← Clarigital·Clarity in Digital Marketing
Email Marketing · Session 9, Guide 17

A/B Testing Email · Variables, Sample Size & Analysis

Email A/B testing compares two versions of an email — differing in one variable — to determine which performs better. Without testing, email optimisation is based on intuition and best practices from other senders that may not apply to your specific audience.

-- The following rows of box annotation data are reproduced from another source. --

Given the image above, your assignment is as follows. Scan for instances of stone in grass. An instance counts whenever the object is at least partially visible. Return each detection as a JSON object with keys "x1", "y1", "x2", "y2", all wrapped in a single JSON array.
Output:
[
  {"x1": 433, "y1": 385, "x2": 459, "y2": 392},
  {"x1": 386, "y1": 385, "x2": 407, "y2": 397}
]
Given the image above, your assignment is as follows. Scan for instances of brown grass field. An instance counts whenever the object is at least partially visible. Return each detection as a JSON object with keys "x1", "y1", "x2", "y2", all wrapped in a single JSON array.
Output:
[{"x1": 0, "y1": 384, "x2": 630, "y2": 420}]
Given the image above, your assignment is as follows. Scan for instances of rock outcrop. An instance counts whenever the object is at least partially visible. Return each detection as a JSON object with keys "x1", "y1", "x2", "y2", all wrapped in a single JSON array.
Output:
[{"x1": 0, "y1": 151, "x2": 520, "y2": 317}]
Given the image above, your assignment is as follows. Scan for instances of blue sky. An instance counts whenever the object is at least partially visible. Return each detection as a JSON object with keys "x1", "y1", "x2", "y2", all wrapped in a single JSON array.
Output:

This guide covers everything needed to run valid email A/B tests: what to test in priority order, minimum sample sizes, test duration requirements, how to read statistical significance, and how to build a continuous testing programme.

Email Marketing2,700 wordsUpdated Apr 2026

What You Will Learn

  • Why email audiences are unique and require their own testing rather than adopting generic best practices
  • The variables to test in priority order — from highest to lowest leverage
  • How to set up a valid A/B test (not just send two versions)
  • Minimum sample sizes for statistically meaningful results
  • How to determine if a result is statistically significant or just noise
  • When multivariate testing is appropriate and when it over-complicates
  • How to build a systematic testing programme that compounds learnings

Why Test — Not Just Apply Best Practices

Email best practices — the guidelines in this guide and every other email marketing resource — are derived from aggregate data across thousands of senders and millions of subscribers. They represent average behaviour, not your specific audience's behaviour. Your audience may be different: older or younger, more professional or more casual, more price-sensitive or more brand-loyal, more responsive to humour or more responsive to data.

A/B testing tells you what works for your audience specifically. "Best practice says first-name personalisation in subject lines improves open rate" — does it for your subscribers? Test it. "Best practice says shorter emails get higher CTR" — does this hold for your audience? Test it. Only your test data tells you with confidence.

What to Test — Priority Order

VariableMetric AffectedPriorityExample
Subject lineOpen rateHighestCuriosity gap vs specific benefit; question vs statement
CTA button textClick rateVery high"Shop Now" vs "Get Yours" vs "See the Collection"
Email lengthClick rate, conversion rateHighShort (300 words) vs long (900 words)
Primary offer / hero contentConversion rateHighProduct vs lifestyle hero image; discount vs free shipping offer
Send timeOpen rateMediumTuesday 9am vs Thursday 2pm
From nameOpen rate, trustMedium"Digital Codex" vs "James at Digital Codex"
Preview textOpen rateMediumBenefit-focused vs curiosity-gap preview
Body copy toneClick rateLowerProfessional vs conversational
Image vs no imageClick rate, load timeLowerHTML vs plain text

Test in priority order — subject lines and CTAs have the highest leverage because they affect the core conversion funnel (open → click). Optimise these before testing lower-leverage variables like button colour.

Setting Up a Valid Test

A valid A/B test changes exactly one variable. All other elements must be identical between Version A and Version B — same send time, same audience segment, same campaign objective. If you change both the subject line and the CTA simultaneously, you cannot determine which change drove the performance difference.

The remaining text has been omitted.